Jean Baudrillard filósofo y sociólogo francés, crítico de la cultura francesa, ofrece un marco para explicar que ha pasado. En 1970 publicó su ensayo titulado La Sociedad de Consumo. Preocupado por la situación del marxismo en la década de los 60 y 70, y el desarrollo del modelo capitalista, describe a la sociedad post-industrial, donde el consumo se ha vuelto el centro de la estructura.
El consumo de la sociedad neoliberal no se explica por la satisfacción de necesidades, sino como la participación del individuo en un sistema de comunicación y diferenciación, por la asignación de un valor simbólico a los productos.
Lo que se consume carece de valor real, objetivo o de cambio. Todo el valor es simbólico, pues ahora consumimos buscando marcar un estatus frente al resto. En un mundo donde la lógica económica se ha vuelto monopólica, todo se vuelve un símbolo que nos da un lugar en lo social. Sin embargo, como todo criterio de valor se ha desvanecido, no hay final para el consumo: siempre hay que estar adquiriendo nuevos productos y servicios.
Un consumo acelerado que abarca toda la vida, en un ambiente totalizado y culturizado. Un sistema, la sociedad de consumo, que se adapta a cualquier contexto, incluso, evidentemente, al fútbol. Un fútbol donde se ha borrado todo criterio objetivo de bondad o belleza o dignidad: lo único que vale es el dinero que se le exprime al aficionado. Se han dejado de contar historias o formar identidades. El fútbol ahora es sencillo, sin molestar, sin traicionar el status quo, sin hacer olas que estorben el proceso de vender y comprar.
Sin darnos cuenta, el consumo es vacío. Apenas un sistema de paliativos que no solucionan nada, que nos deja a los aficionados sin lo bello, lo bueno y lo justo que antes teníamos.

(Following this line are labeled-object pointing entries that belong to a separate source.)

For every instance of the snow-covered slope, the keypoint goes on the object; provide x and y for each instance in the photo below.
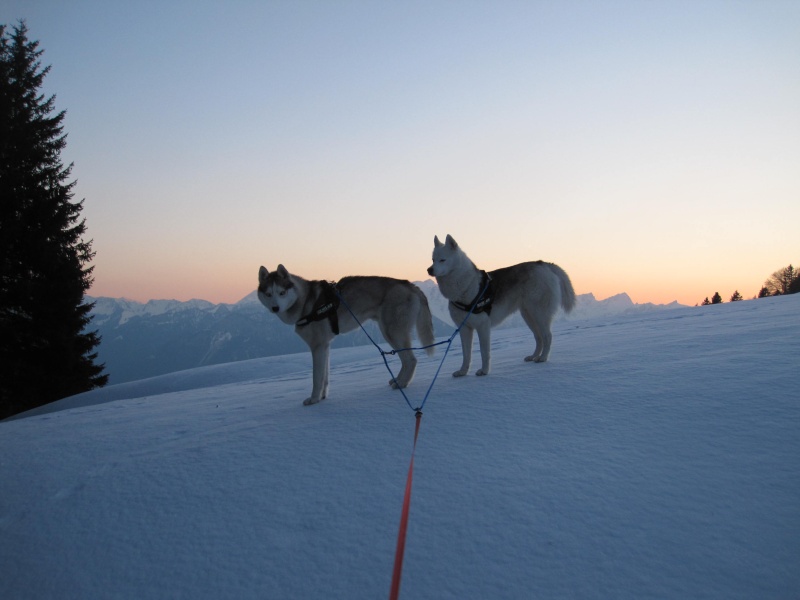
(657, 455)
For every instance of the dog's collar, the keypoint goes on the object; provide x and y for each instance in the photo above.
(483, 301)
(325, 307)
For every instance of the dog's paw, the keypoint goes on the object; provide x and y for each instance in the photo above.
(535, 358)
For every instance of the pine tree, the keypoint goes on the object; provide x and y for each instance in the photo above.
(782, 281)
(45, 351)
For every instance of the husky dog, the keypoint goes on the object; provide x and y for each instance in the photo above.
(319, 310)
(536, 289)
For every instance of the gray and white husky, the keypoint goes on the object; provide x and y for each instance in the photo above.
(319, 310)
(535, 289)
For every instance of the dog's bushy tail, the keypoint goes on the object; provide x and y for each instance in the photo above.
(567, 291)
(425, 323)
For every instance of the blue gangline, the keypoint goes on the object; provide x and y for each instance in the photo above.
(448, 341)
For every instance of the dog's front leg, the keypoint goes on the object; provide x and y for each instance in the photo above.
(320, 357)
(466, 350)
(485, 341)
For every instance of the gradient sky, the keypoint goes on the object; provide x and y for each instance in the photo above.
(646, 147)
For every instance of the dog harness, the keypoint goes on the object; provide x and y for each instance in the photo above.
(483, 301)
(324, 308)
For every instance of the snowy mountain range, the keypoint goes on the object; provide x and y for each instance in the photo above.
(655, 455)
(141, 340)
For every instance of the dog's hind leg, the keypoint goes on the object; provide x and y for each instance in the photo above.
(408, 362)
(466, 350)
(485, 341)
(320, 358)
(542, 335)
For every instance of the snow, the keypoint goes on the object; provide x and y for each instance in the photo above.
(657, 455)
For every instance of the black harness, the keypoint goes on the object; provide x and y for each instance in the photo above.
(324, 308)
(483, 301)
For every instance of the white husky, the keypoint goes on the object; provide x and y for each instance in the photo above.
(319, 310)
(535, 289)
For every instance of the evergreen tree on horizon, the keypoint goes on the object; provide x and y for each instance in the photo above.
(44, 261)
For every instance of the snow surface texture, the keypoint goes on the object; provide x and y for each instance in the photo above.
(656, 455)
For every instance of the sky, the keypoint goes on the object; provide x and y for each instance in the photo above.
(650, 148)
(625, 467)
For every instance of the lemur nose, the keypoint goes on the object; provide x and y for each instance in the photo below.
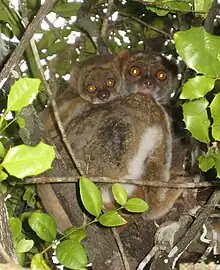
(103, 94)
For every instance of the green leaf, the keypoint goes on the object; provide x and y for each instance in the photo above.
(91, 196)
(6, 31)
(39, 263)
(15, 225)
(3, 188)
(23, 160)
(136, 205)
(111, 219)
(217, 164)
(33, 4)
(57, 47)
(196, 119)
(3, 175)
(2, 150)
(29, 195)
(21, 258)
(158, 24)
(215, 113)
(202, 5)
(75, 234)
(197, 87)
(22, 93)
(206, 163)
(44, 226)
(66, 10)
(24, 245)
(119, 193)
(71, 254)
(163, 7)
(199, 50)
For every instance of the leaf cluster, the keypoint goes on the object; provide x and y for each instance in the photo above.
(202, 115)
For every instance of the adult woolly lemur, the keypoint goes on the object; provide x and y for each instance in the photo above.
(127, 140)
(148, 73)
(130, 139)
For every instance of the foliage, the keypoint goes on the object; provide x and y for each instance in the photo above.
(201, 115)
(69, 249)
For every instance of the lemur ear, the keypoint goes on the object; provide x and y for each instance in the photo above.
(123, 55)
(74, 79)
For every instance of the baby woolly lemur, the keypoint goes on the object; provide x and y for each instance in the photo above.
(130, 139)
(93, 82)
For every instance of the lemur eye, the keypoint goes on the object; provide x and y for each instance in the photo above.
(135, 71)
(110, 82)
(91, 88)
(161, 75)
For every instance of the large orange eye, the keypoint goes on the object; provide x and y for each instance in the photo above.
(110, 82)
(161, 75)
(135, 71)
(91, 88)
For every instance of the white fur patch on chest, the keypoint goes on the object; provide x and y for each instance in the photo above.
(148, 143)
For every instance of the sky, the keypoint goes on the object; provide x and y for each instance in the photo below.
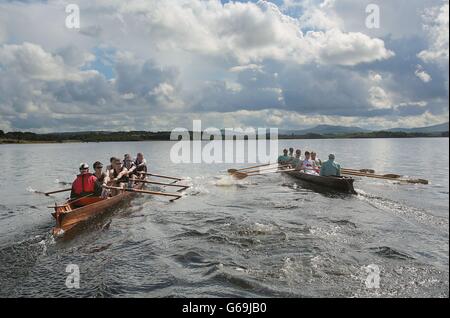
(160, 64)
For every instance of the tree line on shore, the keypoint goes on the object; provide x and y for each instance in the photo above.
(29, 137)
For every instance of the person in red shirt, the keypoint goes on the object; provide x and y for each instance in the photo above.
(85, 184)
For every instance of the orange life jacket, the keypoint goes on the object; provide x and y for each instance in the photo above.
(84, 184)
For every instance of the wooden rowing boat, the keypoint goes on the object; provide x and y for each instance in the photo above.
(71, 214)
(341, 184)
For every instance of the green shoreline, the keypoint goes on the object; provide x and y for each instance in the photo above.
(95, 137)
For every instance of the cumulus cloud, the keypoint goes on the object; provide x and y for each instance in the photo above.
(159, 64)
(437, 27)
(422, 74)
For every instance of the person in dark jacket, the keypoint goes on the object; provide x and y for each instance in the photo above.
(85, 184)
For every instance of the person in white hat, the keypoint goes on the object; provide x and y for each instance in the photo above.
(85, 184)
(330, 168)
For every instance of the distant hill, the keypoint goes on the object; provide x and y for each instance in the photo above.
(324, 130)
(429, 129)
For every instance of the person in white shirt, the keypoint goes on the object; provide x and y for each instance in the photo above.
(308, 165)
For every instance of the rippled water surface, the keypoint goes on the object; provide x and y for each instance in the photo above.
(262, 236)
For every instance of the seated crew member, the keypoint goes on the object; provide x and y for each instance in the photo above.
(109, 167)
(284, 159)
(85, 184)
(308, 166)
(330, 168)
(99, 174)
(129, 164)
(118, 175)
(297, 161)
(140, 163)
(316, 160)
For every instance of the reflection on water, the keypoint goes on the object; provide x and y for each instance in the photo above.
(262, 236)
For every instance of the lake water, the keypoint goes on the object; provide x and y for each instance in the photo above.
(266, 236)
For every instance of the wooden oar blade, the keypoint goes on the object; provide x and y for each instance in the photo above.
(240, 175)
(417, 181)
(391, 175)
(54, 192)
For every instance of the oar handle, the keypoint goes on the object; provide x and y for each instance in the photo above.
(146, 192)
(164, 184)
(57, 191)
(161, 176)
(264, 165)
(259, 170)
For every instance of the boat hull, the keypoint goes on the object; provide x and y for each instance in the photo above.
(69, 215)
(340, 184)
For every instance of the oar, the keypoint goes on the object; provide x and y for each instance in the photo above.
(231, 171)
(161, 176)
(387, 177)
(163, 184)
(70, 202)
(263, 169)
(243, 175)
(360, 170)
(57, 191)
(148, 192)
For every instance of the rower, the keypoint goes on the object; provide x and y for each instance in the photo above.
(141, 164)
(296, 162)
(291, 153)
(308, 166)
(119, 173)
(316, 160)
(109, 167)
(330, 168)
(85, 184)
(284, 159)
(98, 173)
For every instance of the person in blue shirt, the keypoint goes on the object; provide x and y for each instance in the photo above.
(284, 159)
(330, 168)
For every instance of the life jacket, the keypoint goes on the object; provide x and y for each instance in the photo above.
(101, 178)
(142, 168)
(123, 179)
(84, 184)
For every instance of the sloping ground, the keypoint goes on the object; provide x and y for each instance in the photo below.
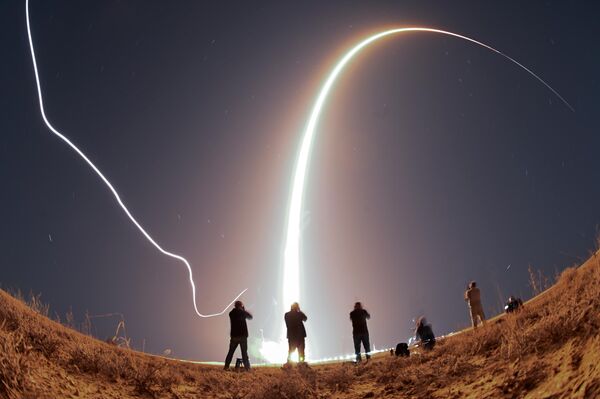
(550, 349)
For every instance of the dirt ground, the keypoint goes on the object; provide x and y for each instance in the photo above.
(549, 349)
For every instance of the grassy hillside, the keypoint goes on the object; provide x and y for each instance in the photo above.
(549, 349)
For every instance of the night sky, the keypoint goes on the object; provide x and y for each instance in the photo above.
(436, 162)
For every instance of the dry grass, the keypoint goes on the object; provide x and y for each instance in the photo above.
(548, 348)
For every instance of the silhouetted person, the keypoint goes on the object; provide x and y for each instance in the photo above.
(294, 321)
(424, 334)
(239, 334)
(360, 332)
(513, 304)
(473, 298)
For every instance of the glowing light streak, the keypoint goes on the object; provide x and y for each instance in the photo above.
(291, 279)
(109, 185)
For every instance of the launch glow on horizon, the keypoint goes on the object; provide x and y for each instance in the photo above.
(291, 265)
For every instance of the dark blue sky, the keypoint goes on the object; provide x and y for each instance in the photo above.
(437, 162)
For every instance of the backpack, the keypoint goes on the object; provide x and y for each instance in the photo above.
(402, 349)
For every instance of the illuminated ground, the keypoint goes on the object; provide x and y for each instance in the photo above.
(550, 349)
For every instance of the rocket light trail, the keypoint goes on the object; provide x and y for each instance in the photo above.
(291, 278)
(109, 185)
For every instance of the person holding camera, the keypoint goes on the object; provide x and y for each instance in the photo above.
(296, 333)
(473, 298)
(239, 334)
(424, 334)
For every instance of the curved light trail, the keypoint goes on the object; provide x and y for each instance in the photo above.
(109, 185)
(291, 273)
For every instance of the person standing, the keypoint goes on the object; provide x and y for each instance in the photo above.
(424, 334)
(473, 298)
(239, 334)
(296, 333)
(360, 332)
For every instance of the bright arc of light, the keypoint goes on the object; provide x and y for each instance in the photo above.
(109, 185)
(291, 274)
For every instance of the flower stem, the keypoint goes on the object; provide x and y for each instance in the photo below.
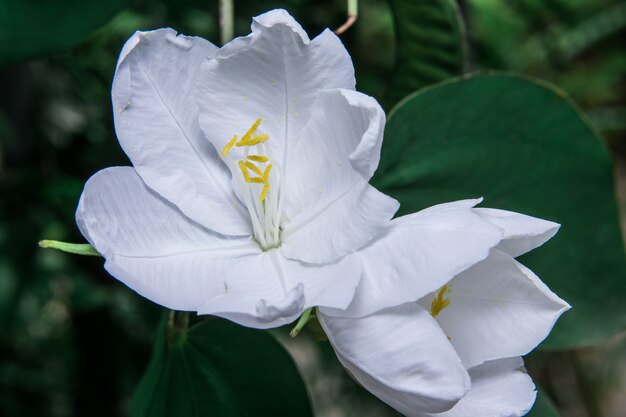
(227, 21)
(177, 326)
(304, 319)
(75, 248)
(353, 12)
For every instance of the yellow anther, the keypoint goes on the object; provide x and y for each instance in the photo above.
(254, 168)
(266, 189)
(244, 171)
(246, 137)
(228, 146)
(258, 158)
(266, 174)
(439, 303)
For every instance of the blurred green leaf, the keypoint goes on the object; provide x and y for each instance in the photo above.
(30, 28)
(430, 45)
(221, 369)
(543, 407)
(524, 147)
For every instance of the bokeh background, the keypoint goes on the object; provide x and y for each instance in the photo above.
(74, 341)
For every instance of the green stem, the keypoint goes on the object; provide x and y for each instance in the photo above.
(227, 21)
(177, 326)
(353, 13)
(75, 248)
(304, 319)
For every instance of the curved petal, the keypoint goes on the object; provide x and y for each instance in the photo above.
(499, 389)
(269, 290)
(521, 233)
(156, 124)
(401, 356)
(332, 209)
(151, 246)
(419, 253)
(497, 309)
(273, 74)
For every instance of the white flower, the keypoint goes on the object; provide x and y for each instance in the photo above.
(455, 351)
(250, 174)
(249, 199)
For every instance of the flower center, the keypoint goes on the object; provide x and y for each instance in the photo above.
(260, 184)
(439, 303)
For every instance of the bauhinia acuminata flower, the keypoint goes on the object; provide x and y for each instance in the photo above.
(249, 199)
(455, 350)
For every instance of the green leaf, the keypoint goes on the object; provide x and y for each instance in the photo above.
(217, 368)
(543, 407)
(430, 45)
(523, 146)
(30, 28)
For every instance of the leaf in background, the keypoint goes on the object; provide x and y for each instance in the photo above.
(430, 45)
(30, 28)
(217, 368)
(543, 407)
(524, 147)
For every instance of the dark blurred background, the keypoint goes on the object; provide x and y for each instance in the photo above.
(74, 341)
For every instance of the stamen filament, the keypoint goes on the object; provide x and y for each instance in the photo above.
(266, 189)
(266, 174)
(244, 171)
(228, 146)
(254, 168)
(258, 158)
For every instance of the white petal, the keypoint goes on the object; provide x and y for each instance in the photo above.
(498, 309)
(269, 290)
(419, 253)
(156, 123)
(499, 389)
(401, 356)
(333, 210)
(151, 246)
(521, 233)
(275, 74)
(278, 17)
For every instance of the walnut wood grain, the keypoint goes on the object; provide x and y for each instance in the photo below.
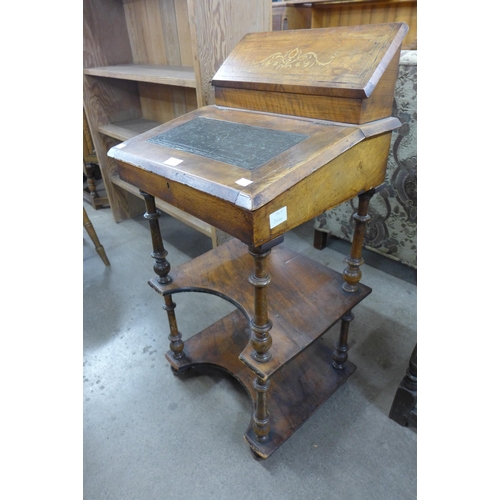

El entrenador Ángel Cappa (que alguna vez dirigió a mi querido Atlante) lo explicaba al distinguir entre dos filosofías futbolísticas: una basada en el resultado y el dinero, y otra centrada en el contenido, la belleza y la estética del juego. Sin embargo, en la sociedad del consumo, donde todo se consume y así pierde valor, al balompié solo le queda la primera. El contenido de los mensajes, los significados de una victoria o gambeta, se vuelven indiferentes. Nos venden un futbol vacío, sin la garantía de lo real.
El fútbol se ha vuelvo una cotidianidad repetitiva y banal, basada en el desconocimiento y sin sentido, que sería insoportable sin la simulación del mundo. Un simulacro donde los símbolos no tienen un significante real. Se perdió lo real.
Y así quedamos con un fútbol que se ha convertido en una commodity: un producto genérico envuelto en un brillo barato que oculta su creciente vacío.